Note that you can create your own graphs with `TFNerDLGraphBuilder`. Please see its [example notebook](https://github.com/JohnSnowLabs/spark-nlp/blob/master/examples/python/training/english/dl-ner/ner_graph_builder.ipynb).

In [None]:
# Only run this cell when you are using Spark NLP on Google Colab
!wget http://setup.johnsnowlabs.com/colab.sh -O - | bash

In [None]:
from pyspark.sql import SparkSession
from pyspark.ml import PipelineModel
from pyspark.sql import functions as F
from pyspark.sql import types as T

import sparknlp
from sparknlp.base import *
from sparknlp.annotator import *

from sparknlp.training import CoNLL

### Prerequisites for `NerDLGraphChecker`

This annotator requires the same columns as the NerDLApproach:

1. `DOCUMENT` and `TOKEN` annotation type columns
2. a label column
3. The embedding dimension of the dimension model. We can provide the used embeddings model with `setEmbeddingsModel`, which will automatically set the dimension.
4. (Optional) Similarly to `NerDLApproach`, you can also provide your own graph folder with `setGraphFolder`

In [None]:
spark = sparknlp.start()

print("Spark NLP version:", sparknlp.version())

Spark NLP version: 6.1.3


### Prepare NER test data

In [None]:
conll = CoNLL()

test_conll = "../../../../../src/test/resources/conll2003/eng.testa"
train_data = conll.readDataset(spark=spark, path=test_conll).limit(1000)
test_data = conll.readDataset(spark=spark, path=test_conll).limit(1000)

### Pipeline with `NerDLGraphChecker`

We define a pretrained embeddings model and a `NerDLGraphChecker` to check for a compatible graph before NER training starts and embeddings are evaluated. Note that the transformations of this annotator need to be ordered before the embeddings (either manually or in a pipeline).

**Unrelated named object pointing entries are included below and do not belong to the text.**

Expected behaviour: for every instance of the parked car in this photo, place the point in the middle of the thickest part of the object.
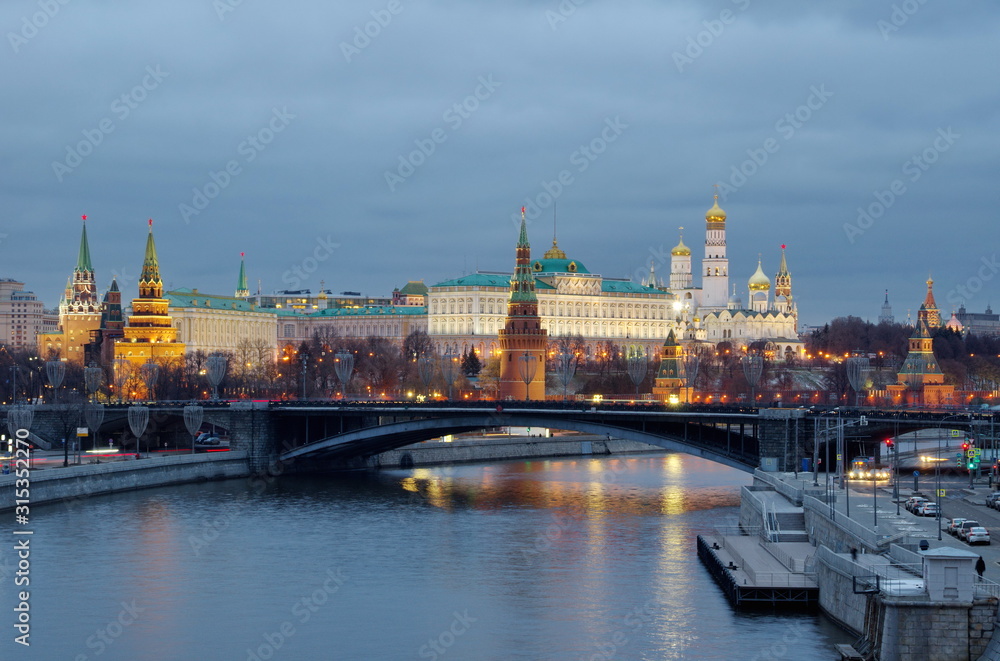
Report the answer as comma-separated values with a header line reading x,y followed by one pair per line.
x,y
964,528
928,509
978,535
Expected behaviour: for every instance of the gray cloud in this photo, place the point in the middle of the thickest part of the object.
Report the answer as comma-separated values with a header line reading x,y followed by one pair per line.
x,y
324,174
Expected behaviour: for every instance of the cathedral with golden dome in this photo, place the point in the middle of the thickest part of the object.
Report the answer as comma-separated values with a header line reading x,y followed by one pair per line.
x,y
469,312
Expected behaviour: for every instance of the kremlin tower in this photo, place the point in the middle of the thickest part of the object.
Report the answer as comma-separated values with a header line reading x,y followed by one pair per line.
x,y
150,333
79,311
522,339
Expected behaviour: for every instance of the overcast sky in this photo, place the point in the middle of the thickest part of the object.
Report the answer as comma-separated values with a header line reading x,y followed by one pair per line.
x,y
370,143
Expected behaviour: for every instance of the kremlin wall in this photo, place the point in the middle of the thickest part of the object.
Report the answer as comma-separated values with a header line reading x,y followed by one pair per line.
x,y
514,317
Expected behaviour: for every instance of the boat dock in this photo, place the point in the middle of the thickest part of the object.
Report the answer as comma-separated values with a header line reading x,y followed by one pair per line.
x,y
754,572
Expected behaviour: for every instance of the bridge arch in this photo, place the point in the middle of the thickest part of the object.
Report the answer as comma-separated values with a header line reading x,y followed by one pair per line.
x,y
381,438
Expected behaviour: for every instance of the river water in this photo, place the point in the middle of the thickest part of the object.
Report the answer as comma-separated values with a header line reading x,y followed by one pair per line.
x,y
582,559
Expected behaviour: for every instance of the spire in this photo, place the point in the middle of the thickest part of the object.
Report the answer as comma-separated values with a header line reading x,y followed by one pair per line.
x,y
522,285
150,284
242,288
83,261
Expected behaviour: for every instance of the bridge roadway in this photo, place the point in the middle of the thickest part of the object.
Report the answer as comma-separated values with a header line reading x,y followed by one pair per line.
x,y
315,431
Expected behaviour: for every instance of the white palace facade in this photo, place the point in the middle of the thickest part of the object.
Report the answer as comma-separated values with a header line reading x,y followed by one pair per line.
x,y
468,312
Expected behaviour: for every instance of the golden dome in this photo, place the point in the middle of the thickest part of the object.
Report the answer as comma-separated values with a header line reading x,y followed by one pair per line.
x,y
681,250
759,280
555,252
716,214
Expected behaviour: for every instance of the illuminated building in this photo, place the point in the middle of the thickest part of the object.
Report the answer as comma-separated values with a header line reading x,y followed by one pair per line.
x,y
150,333
79,311
522,339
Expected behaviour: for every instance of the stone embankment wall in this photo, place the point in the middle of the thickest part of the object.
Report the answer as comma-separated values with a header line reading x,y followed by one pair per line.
x,y
76,482
498,449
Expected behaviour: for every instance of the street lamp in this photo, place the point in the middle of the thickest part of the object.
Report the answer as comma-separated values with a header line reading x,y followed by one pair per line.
x,y
637,366
138,418
93,376
193,415
55,370
216,365
527,366
344,367
565,368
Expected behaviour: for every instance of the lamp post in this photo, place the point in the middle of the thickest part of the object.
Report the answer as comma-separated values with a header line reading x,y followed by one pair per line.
x,y
692,362
344,367
55,370
93,376
138,418
637,365
753,367
426,368
150,372
193,415
94,414
527,366
858,370
216,365
449,363
565,368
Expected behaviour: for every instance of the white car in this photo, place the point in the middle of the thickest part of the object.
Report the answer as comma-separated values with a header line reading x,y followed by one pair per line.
x,y
927,509
978,535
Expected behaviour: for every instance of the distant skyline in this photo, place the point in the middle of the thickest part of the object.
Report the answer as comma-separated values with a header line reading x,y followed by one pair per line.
x,y
367,144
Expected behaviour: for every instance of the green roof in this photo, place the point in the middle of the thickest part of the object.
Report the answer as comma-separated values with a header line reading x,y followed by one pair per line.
x,y
628,287
558,266
192,298
414,288
368,311
501,280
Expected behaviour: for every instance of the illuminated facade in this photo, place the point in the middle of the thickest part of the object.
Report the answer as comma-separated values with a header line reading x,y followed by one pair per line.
x,y
150,333
522,340
79,311
921,381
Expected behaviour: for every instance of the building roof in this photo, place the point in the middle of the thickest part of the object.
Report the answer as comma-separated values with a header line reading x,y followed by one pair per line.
x,y
368,311
557,265
414,288
192,298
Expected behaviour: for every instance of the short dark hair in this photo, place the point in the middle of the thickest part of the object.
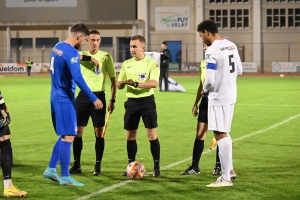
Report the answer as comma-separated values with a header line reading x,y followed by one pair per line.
x,y
81,28
94,32
208,25
139,38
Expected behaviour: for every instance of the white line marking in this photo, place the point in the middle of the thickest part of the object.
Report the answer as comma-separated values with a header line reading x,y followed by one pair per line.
x,y
184,160
268,105
239,104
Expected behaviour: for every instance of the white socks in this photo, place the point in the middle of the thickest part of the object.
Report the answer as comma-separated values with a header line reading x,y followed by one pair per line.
x,y
225,154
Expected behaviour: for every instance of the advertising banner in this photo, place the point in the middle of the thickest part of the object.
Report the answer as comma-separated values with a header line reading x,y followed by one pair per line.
x,y
190,67
40,67
40,3
194,66
285,66
249,66
13,68
172,18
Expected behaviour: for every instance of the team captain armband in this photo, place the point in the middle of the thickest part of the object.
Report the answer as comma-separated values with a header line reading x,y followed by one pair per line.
x,y
86,58
212,66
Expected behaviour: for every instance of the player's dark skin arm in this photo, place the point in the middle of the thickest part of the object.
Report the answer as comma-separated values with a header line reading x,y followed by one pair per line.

For this example we assume, that the embeddings might have a dimension that is not common and requires a special graph.

In [None]:
embeddings = (
    WordEmbeddingsModel.pretrained()
    .setInputCols(["sentence", "token"])
    .setOutputCol("embeddings")
    .setDimension(
        120
    )  # Manual override for demonstration purposes, don't do this with an actual pretrained model
)

ner_dl_graph_checker = (
    NerDLGraphChecker()
    .setInputCols(["sentence", "token", "embeddings"])
    .setLabelColumn("label")
    .setEmbeddingsModel(embeddings)
)

glove_100d download started this may take some time.


Approximate size to download 145.3 MB
[OK!]


Then, we combine these with `NerDLApproach` and create a pipeline where the checker comes before the embeddings and NerDLApproach.

In [None]:
ner_dl = (
    NerDLApproach()
    .setInputCols(["sentence", "token", "embeddings"])
    .setLabelColumn("label")
    .setOutputCol("ner")
    .setMaxEpochs(1)
    .setLr(0.003)
    .setBatchSize(8)
    .setRandomSeed(0)
    .setVerbose(1)
)


ner_pipeline = Pipeline().setStages([ner_dl_graph_checker, embeddings, ner_dl])

If we know start the training with `fit` we should see an exception before anything is evaluated.

In [None]:
ner_pipeline.fit(train_data)

IllegalArgumentException: NerDLGraphChecker: requirement failed: Graph dimensions should be 120: Could not find a suitable tensorflow graph for embeddings dim: 120 tags: 9 nChars: 79. Check https://sparknlp.org/docs/en/graph for instructions to generate the required graph.